SOUTH AFRICA – It’s now two years since the Cape Town-based financial services firm bought Morocco’s Saham Finance for $1.1 billion, spreading its reach to 33 countries across Africa and making it the continent’s largest insurer but a crisis in Lebanon, underwriting practices that didn’t meet Sanlam’s criteria and an over-reliance on investment returns has seen the purchase fall short of investors’ expectations.
Sanlam Ltd is now refocusing on the South African insurer’s home market and plugging holes from its largest-ever acquisition to squeeze higher returns out of its businesses.
“We’re going to focus on South Africa and on fixing the leakages in the African continent, outside of South Africa because the growth is there,” said CEO Paul Hanratty said in a video conference with the press.
“Ultimately, any company needs a strong home base. You need to be able to finance the growth elsewhere,” he added.
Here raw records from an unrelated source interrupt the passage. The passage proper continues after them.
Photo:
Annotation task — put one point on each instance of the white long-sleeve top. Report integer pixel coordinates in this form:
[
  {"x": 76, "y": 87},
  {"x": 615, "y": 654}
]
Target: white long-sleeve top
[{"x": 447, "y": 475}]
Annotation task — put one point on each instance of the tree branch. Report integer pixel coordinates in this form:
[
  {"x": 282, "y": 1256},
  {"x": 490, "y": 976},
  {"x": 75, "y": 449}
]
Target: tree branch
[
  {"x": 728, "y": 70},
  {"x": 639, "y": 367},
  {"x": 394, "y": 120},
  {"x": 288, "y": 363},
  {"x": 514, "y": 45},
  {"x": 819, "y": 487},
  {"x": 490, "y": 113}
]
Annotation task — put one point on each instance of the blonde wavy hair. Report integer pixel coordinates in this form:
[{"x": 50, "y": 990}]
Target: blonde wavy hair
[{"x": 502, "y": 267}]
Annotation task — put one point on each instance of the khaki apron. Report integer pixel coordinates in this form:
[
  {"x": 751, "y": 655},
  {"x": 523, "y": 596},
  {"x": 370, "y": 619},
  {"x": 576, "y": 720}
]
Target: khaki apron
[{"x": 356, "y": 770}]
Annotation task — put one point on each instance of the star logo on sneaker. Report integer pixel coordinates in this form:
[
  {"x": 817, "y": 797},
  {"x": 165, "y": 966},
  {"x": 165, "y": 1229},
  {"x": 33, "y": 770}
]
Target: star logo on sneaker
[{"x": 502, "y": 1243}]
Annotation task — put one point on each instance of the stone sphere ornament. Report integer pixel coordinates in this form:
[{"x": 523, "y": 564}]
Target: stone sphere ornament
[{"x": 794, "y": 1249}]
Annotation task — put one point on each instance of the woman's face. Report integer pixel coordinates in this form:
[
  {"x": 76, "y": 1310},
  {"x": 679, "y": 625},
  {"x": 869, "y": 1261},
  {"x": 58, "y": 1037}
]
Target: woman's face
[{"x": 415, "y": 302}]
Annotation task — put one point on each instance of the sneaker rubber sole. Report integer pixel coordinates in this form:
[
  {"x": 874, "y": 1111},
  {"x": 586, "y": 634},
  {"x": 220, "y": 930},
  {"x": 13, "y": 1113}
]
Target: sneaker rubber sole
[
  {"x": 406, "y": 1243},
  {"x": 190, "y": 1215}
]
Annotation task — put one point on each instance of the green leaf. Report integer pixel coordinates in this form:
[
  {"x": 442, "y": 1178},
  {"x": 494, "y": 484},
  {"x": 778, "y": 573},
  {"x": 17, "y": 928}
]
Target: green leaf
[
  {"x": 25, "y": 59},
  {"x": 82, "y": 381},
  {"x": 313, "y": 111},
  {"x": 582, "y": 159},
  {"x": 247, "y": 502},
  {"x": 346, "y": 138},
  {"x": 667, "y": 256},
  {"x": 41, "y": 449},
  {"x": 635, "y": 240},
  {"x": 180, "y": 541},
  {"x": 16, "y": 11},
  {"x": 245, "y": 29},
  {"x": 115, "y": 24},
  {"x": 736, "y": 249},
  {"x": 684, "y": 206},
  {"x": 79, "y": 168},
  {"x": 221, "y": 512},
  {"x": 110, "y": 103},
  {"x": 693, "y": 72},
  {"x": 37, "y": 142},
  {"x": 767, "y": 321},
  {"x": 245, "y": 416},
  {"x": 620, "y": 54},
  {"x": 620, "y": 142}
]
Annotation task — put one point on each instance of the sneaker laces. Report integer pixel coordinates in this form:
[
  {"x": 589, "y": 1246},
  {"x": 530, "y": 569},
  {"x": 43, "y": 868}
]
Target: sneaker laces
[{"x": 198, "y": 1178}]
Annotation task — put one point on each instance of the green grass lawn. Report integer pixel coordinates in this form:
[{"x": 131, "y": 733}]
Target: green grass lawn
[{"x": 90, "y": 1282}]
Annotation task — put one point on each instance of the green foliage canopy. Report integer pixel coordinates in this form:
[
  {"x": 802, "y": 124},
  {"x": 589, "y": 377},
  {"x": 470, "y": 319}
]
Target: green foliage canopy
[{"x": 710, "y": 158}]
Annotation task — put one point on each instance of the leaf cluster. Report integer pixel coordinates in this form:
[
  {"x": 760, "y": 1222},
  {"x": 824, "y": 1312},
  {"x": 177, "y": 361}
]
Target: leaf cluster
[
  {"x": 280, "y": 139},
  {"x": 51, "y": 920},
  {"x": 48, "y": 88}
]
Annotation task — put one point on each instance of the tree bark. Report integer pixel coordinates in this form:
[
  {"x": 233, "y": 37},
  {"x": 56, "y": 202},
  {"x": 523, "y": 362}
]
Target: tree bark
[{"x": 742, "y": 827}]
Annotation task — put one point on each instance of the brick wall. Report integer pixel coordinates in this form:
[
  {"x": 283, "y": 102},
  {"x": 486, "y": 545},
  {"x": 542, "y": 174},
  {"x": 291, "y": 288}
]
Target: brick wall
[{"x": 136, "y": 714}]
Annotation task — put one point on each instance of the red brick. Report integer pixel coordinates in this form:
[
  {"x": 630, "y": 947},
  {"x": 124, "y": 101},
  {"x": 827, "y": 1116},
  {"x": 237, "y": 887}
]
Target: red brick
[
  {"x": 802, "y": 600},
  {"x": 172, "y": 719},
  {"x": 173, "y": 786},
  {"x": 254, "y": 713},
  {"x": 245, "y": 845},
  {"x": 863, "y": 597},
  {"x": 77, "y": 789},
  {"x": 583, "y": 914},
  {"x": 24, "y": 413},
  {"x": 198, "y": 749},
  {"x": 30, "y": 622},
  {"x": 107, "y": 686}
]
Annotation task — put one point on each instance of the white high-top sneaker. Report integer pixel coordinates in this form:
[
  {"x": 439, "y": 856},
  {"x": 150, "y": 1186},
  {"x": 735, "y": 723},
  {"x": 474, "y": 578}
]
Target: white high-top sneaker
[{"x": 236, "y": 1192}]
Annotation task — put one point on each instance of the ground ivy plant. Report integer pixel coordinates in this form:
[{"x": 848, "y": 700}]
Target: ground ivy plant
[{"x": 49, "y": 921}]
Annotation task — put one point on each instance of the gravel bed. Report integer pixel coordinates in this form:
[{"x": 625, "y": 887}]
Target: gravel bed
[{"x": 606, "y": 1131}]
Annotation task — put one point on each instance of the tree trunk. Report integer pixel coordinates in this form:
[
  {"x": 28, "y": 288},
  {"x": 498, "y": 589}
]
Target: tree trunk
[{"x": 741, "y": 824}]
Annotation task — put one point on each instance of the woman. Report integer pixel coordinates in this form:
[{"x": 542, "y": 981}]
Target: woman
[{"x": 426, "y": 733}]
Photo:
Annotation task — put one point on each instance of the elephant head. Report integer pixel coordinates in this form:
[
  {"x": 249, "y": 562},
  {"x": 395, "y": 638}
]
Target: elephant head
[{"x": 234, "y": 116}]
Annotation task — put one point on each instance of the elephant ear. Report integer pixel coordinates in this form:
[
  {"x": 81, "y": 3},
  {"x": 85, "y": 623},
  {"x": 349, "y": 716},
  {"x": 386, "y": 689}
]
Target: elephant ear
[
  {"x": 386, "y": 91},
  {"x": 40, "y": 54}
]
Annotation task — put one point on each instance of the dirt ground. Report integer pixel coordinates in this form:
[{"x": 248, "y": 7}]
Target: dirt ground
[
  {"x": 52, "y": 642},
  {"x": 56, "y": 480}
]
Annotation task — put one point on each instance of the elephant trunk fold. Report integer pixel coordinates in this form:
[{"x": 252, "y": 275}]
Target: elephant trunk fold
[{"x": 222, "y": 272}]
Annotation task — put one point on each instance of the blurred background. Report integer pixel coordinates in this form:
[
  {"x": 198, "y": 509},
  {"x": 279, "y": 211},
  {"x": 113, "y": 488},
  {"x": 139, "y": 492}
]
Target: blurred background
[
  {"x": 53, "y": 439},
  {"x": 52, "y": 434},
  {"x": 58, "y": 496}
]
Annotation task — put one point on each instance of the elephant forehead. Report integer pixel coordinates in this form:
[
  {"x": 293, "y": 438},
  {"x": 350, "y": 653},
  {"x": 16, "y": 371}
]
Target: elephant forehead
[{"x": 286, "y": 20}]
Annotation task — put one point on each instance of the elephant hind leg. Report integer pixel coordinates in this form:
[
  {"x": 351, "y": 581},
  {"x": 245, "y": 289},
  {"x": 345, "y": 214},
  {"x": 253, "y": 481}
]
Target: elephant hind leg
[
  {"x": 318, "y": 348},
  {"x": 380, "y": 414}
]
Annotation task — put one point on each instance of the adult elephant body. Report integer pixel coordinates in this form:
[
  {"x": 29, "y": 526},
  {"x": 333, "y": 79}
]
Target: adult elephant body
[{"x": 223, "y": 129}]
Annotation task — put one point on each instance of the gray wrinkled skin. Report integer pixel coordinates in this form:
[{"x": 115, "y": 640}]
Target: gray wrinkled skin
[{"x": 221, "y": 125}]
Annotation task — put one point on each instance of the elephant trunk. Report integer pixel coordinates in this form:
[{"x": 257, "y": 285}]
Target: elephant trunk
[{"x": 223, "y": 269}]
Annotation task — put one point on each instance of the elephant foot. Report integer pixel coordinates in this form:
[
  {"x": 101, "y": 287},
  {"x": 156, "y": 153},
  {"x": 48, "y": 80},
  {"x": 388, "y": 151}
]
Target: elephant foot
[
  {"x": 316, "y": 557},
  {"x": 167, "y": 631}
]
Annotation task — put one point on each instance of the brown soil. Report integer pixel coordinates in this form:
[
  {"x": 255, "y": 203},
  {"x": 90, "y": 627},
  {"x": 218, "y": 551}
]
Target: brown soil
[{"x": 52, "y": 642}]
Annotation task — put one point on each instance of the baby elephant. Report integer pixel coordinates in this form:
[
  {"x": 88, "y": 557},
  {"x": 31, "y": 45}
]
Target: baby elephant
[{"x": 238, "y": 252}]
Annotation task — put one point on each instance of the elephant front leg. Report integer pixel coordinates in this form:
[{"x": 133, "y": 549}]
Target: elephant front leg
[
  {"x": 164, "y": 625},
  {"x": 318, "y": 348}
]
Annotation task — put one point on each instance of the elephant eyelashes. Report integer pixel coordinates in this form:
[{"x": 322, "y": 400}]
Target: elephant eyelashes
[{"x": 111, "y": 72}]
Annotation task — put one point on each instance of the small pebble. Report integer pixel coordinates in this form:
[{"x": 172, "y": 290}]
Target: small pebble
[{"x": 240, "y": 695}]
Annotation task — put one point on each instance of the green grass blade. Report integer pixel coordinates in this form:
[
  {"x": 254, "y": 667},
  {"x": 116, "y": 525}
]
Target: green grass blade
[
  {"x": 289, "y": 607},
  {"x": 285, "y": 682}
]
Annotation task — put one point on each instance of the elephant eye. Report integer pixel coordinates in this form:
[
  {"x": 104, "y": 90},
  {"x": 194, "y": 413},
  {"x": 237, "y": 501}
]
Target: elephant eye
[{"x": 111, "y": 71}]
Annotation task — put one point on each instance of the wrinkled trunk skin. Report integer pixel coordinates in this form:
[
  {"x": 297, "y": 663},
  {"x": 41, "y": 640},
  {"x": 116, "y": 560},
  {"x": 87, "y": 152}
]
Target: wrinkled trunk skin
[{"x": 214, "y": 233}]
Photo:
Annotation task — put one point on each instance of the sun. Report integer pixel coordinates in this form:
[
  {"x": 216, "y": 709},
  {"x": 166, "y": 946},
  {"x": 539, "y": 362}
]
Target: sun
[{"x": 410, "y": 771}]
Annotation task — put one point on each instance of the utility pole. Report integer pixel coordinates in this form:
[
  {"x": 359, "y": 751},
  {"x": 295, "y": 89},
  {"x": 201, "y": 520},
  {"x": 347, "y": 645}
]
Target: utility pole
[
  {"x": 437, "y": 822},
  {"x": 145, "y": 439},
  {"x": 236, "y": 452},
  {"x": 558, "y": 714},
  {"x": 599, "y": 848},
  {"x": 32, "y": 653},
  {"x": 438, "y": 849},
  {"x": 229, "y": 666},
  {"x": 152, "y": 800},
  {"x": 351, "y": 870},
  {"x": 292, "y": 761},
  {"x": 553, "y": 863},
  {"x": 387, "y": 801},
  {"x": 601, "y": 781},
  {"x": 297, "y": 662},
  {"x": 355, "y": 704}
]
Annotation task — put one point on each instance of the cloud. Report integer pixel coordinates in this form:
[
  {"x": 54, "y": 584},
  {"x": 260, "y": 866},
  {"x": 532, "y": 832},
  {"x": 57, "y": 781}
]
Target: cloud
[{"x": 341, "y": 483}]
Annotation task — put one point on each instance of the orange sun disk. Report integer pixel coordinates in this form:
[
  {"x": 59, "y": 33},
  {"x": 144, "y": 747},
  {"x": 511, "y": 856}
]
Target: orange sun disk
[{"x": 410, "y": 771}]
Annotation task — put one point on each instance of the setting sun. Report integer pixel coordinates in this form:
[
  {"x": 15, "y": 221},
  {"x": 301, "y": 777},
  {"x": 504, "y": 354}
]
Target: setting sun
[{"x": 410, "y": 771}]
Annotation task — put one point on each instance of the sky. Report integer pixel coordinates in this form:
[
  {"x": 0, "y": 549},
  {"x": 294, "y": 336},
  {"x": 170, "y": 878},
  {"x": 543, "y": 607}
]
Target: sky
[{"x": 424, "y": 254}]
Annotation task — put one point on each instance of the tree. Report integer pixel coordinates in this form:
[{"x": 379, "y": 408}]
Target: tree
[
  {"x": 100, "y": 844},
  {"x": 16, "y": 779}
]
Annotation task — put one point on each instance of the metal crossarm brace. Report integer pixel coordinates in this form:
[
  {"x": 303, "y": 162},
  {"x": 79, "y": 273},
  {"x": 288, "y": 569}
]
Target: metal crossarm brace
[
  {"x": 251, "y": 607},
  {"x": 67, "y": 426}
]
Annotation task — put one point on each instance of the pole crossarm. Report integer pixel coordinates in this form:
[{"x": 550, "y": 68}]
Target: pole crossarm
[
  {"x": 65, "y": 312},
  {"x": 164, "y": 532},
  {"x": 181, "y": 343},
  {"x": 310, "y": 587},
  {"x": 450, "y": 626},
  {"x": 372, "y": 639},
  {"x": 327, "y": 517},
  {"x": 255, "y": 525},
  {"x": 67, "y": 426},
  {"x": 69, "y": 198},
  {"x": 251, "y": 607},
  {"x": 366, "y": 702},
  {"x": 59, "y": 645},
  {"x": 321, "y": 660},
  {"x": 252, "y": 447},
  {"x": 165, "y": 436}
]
The acquisition of Casablanca-based Saham gave Sanlam a footprint in more African countries than any other financial-services company outside of banking.
It was part of a plan to diversify away from South African market which accounts for most of its earnings.
Similarly, Sanlam plans to sell more of its products from life cover to mutual funds to existing customers, emulating rivals such as Discovery Ltd. which give discounts to clients using their different offerings.
Sanlam is repackaging its product suite and digitizing channels, the CEO said.
“There’s a lot of opportunity close to home, particularly to deepen the relationship with our customers”Paul Hanratty – CEO, Sanlam
Sanlam’s units in the rest of Africa need to keep ensuring they’re “writing the right kind of business, not the wrong kind that we are re-insuring soundly, that we are pricing our products and our risks more appropriately,” he emphasized.
“We bought a business that somebody else owned and it hasn’t had the typical financial controls and disciplines around processes that Sanlam would typically have,” Hanratty said.
Not long after buying Saham, the 102-year-old insurer was forced to write down its operations in Lebanon, which accounted for 10% of the purchase price.
It also faced claims from the bomb blast in Beirut in August and took a knock when the drop in oil prices hit Angola’s economy.
“When I talk about filling the holes in the bucket, I talk about putting in place really strong operational disciplines that get you back to a decent return on capital and a less volatile pattern of earnings. We need to chalk that up for a couple of periods for investors for them to see the thing is rock solid again” said Hanratty.